In particular, I've added a much more detailed explanation
of the SMP model, which caused some misunderstandings last time.
- Uninlined calc_load_n(), as it was just too fat. Per Peter.
- Split kernel/sched/stats.h churn into its own commit to
avoid noise in the main patch and explain the reshuffle. Per Peter.
- Abstracted this_rq_lock_irq(). Per Peter.
- Eliminated cumulative clock drift error. Per Peter.
- Packed the per-cpu datastructure. Per Peter.
- Fixed 64-bit divisions on 32 bit. Per Peter.
- Added outer-most psi_disabled checks. Per Peter.
- Fixed some coding style issues. Per Peter.
- Fixed a bug in the lazy clock. Per Suren.
- On-demand stat aggregation when user reads. Per Suren.
- Fixed task state corruption on preemption race. Per Suren.
- Fixed a CONFIG_PSI=n build error.
- Minor cleanups, optimizations.

Changes in v3:
- Packed scheduler hotpath data into one cacheline, as per Peter and Linus
- Implemented live state aggregation without the rq lock, as per Peter
- do_div -> div64_ul and some other cleanups, as per Peter
- Dropped unnecessary SCHED_INFO dependency, as per Peter
- Realtime sampling period and slipped sample handling, as per Tejun
- Fixed 64-bit divsion on 32 bit & checkpatch warnings, as per Andrew

Changes in v4:
- Fixed an unsafe cpu_curr() dereference from the live aggregator.
This was there to detect active reclaimers on a CPU. Instead of
adding an expensive task switching callback, sample that state
from scheduler_tick(). As per Peter.
- Use for_each_possible_cpu() instead of the online mask when aggregating
per-cpu samples, to avoid rare artifacts from CPU hotplugging. As per Peter
- Refactor the aggregation loop to be more explicit about extracting nonidle
time - the coefficient for all other state times - first. As per Peter.

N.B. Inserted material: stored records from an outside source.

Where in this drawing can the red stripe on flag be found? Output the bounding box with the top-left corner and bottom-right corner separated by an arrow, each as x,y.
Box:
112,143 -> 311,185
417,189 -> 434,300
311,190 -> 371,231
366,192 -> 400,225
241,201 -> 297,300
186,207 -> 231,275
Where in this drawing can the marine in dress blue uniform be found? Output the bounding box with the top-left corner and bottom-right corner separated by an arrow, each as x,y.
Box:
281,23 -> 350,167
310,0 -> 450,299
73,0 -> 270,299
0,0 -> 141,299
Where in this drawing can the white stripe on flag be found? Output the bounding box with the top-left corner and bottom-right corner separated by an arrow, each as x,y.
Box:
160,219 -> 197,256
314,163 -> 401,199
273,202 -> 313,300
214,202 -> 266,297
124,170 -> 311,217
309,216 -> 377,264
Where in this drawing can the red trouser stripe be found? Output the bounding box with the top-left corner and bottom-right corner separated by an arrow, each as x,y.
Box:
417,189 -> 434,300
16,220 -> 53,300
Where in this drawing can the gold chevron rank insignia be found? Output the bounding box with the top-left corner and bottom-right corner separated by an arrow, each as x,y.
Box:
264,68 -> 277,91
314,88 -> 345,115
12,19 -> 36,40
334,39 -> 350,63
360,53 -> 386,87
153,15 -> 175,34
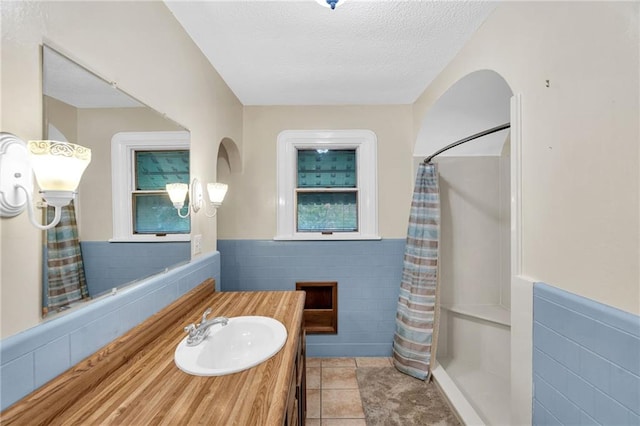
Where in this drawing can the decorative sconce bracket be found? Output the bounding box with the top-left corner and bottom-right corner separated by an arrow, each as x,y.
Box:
191,178 -> 204,213
0,132 -> 33,217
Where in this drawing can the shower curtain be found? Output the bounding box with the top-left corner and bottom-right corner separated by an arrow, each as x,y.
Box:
393,163 -> 440,380
42,201 -> 89,315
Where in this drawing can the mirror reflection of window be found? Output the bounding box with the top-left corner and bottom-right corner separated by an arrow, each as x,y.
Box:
36,46 -> 191,316
131,150 -> 191,234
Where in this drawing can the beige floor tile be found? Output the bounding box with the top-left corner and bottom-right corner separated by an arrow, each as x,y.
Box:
322,358 -> 356,368
307,367 -> 322,389
322,389 -> 364,419
322,419 -> 367,426
322,367 -> 358,389
356,357 -> 393,367
307,389 -> 320,419
305,358 -> 322,367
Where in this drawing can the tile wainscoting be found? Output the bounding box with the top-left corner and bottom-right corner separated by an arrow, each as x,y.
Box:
218,239 -> 405,357
533,283 -> 640,425
80,241 -> 191,296
0,252 -> 220,410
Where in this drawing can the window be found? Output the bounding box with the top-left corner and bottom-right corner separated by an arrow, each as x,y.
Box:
111,132 -> 191,242
275,130 -> 380,240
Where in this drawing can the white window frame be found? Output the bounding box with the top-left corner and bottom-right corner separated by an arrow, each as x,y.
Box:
109,131 -> 191,242
274,129 -> 380,240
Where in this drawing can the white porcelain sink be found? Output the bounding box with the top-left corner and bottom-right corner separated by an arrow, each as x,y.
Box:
174,316 -> 287,376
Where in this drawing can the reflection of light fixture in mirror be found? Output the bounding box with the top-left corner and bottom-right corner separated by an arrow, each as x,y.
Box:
166,178 -> 227,218
316,0 -> 347,9
0,132 -> 91,229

- Fixed a race condition between the scheduler and the live aggregator
in which the aggregator misses a previously observed live state that
is no longer live but hasn't made it into the recorded time bucket
yet. In this case the 'times - times_prev' sampling will underflow and
cause us to record a bogusly large time sample. This isn't fixable
with memory barriers, since we also need to avoid seeing the delta
simultaneously in the live state and in the recorded time buckets. Added a
seqcount to ensure a coherent view from the aggregator. As per Suren.

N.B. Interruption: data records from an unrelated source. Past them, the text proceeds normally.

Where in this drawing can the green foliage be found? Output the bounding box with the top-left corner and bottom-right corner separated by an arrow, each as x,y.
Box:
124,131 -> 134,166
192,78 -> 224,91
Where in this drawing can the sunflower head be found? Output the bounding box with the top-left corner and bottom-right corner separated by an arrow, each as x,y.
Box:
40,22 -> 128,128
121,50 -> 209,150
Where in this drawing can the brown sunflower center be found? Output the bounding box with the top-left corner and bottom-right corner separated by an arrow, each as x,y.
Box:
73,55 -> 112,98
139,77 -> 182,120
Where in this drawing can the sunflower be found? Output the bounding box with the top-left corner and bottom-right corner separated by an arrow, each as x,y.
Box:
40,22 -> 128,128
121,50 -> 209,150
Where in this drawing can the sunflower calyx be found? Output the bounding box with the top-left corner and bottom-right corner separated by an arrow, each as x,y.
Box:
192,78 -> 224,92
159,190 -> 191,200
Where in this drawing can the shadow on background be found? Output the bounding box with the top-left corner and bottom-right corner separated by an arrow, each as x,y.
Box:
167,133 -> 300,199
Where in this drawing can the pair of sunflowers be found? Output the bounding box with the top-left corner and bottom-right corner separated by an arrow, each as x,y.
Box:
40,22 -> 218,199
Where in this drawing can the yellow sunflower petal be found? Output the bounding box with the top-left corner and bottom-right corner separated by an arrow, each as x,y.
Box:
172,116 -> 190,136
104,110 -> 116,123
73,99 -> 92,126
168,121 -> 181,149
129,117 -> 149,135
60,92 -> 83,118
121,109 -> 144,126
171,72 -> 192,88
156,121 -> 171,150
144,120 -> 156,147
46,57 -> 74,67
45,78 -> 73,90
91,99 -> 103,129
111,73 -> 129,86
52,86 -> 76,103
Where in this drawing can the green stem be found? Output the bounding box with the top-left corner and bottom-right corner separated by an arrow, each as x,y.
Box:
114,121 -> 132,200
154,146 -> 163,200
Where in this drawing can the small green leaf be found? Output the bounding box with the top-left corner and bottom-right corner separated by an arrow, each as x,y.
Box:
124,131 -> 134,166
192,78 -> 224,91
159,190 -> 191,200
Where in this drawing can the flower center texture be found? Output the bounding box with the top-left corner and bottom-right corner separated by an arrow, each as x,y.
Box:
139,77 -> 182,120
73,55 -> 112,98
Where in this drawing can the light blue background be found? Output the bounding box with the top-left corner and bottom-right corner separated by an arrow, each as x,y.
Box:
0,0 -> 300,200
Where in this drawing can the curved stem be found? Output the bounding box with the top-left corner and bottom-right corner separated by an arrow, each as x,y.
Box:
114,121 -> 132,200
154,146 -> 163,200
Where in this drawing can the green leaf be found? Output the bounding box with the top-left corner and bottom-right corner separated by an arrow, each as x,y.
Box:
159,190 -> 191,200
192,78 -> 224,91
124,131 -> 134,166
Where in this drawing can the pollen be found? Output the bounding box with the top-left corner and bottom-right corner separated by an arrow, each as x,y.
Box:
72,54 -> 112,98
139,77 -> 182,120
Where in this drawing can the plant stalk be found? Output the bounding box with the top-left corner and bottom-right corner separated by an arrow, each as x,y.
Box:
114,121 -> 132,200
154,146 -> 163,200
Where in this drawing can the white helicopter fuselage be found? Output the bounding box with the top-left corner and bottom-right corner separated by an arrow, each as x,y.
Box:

- Fixed a related problem where the clock of the state change (rq_clock)
is behind that of the aggregator (cpu_clock). A race between the two
can cause the aggregator to observe a longer live state time than what
the scheduler ends up recording - again leading to the same delta
detection underflow and bogus sample recording. The state changer has
to use cpu_clock from within the seqcount section. As per Suren.
- Note that these changes didn't affect the memcache benchmark results.